Die positive Wiederaufnahme des Wortes »Volk« ist in diesem Kontext zu sehen. Sein neuerlicher Gebrauch verweist nicht mehr auf eine politische Abstraktion oder eine gesichtslose Menge. Gerade in seiner Unbestimmtheit scheint es sich dem konkret fassbaren Leben eines jeden zu öffnen. Es gibt einer Gesellschaft von Individuen aufgrund seiner Empfänglichkeit für Singularitäten eine kollektive Form. Und das umso mehr als die glorreiche Geschichte, die ihm eigen ist, die Stellung derer, die sich beherrscht, unsichtbar gemacht oder in der Besonderheit ihrer Umstände eingesperrt fühlen, in gewisser Weise aufwertet. Man kann so stolz in Anspruch nehmen, zum Volk zu gehören während man sich ein wenig dafür schämt, durch einschränkende Kriterien definiert zu werden (arbeitslos zu sein, vom Mindestlohn zu leben, schlecht über die Runden zu kommen, geringe Schulabschlüsse zu haben …). Das Wort ermöglicht somit gleichzeitig, einen Wutschrei zu artikulieren und einen gewissen Adel zur Schau zu stellen.
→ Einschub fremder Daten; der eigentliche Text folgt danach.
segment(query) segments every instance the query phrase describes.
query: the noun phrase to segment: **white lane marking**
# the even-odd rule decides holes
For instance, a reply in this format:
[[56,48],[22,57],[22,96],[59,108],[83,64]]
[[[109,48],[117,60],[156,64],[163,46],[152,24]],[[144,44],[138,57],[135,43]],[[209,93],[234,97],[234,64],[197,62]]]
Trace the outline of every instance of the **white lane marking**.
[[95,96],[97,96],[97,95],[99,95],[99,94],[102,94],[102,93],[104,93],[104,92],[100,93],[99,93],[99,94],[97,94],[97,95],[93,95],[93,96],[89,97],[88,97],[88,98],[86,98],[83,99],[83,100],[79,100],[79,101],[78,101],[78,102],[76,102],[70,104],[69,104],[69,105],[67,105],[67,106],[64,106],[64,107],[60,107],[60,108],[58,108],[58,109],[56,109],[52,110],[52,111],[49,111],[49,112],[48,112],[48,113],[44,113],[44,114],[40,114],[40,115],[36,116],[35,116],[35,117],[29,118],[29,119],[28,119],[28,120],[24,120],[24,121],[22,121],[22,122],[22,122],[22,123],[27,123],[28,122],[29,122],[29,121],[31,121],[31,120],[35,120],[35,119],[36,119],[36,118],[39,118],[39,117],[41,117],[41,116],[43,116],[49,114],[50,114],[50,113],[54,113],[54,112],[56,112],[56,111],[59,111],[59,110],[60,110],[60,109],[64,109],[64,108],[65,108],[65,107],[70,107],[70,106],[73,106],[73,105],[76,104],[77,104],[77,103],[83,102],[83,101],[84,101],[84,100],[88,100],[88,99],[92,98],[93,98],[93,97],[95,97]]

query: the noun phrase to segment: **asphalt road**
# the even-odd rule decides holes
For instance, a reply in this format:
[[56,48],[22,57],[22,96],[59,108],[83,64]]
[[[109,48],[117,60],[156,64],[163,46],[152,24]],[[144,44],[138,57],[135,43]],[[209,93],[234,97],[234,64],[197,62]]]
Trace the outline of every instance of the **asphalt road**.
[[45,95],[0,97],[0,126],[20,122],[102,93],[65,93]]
Mit dem Gebrauch dieser vorteilhaften und polarisierenden Identifikation geht auch die mögliche Rückkehr zu rhetorischen Figuren und affektiven Ausdrucksformen einher, in denen die alten revolutionären Aversionen gegen die Privilegierten wieder aufscheinen, die als nicht zur Nation gehörig betrachtet werden, sowie jene Art von Dämonisierung des Fremden, die zu Kriegszeiten oft zu beobachten war. Die moralische Disqualifizierung spielt ebenfalls eine entscheidende Rolle beim Zusammenwerfen aller jener zu einer Einheit, die, in den verschiedenen Bedeutungen des Wortes, als korrumpiert gelten. Das Volk bildet dazu den Kontrast: Es ist tugendhaft, hat Verständnis für die Leiden anderer und arbeitet hart für seinen Lebensunterhalt. Die Parallele zur Denkweise Robespierres ist hierbei umso auffälliger, als sich ein Jean-Luc Mélenchon ausdrücklich auf ihn berufen hat.7 Sie ist es übrigens auch unter dem Aspekt der Gleichsetzung politischer Gegner mit ausländischen Agenten, ihrer Beschreibung als Helfershelfer des internationalen Kapitalismus, eines globalisierten Multikulturalismus oder eines technokratischen Europa, das die nationale Souveränität mit Füßen tritt; der Begriff »Neoliberalismus« fasst dabei in einem Wort die politische und soziale Kultur der »Kaste« zusammen. In einem allgemeineren Sinne könnte man sagen, dass das Wort »Volk« doppelgesichtig ist wie Janus. Es knüpft an den Gedanken einer gewissen moralischen Größe an, während es zugleich die finstersten Hassgefühle rechtfertigt.8 Es konstruiert das politische Feld auf eine Weise, dass der Gegner nur ein Feind der Menschheit sein kann. Es dient dazu, dem Unglück einen Namen zu geben und zugleich den Weg zu einer gewissen Art von Wandel zu weisen.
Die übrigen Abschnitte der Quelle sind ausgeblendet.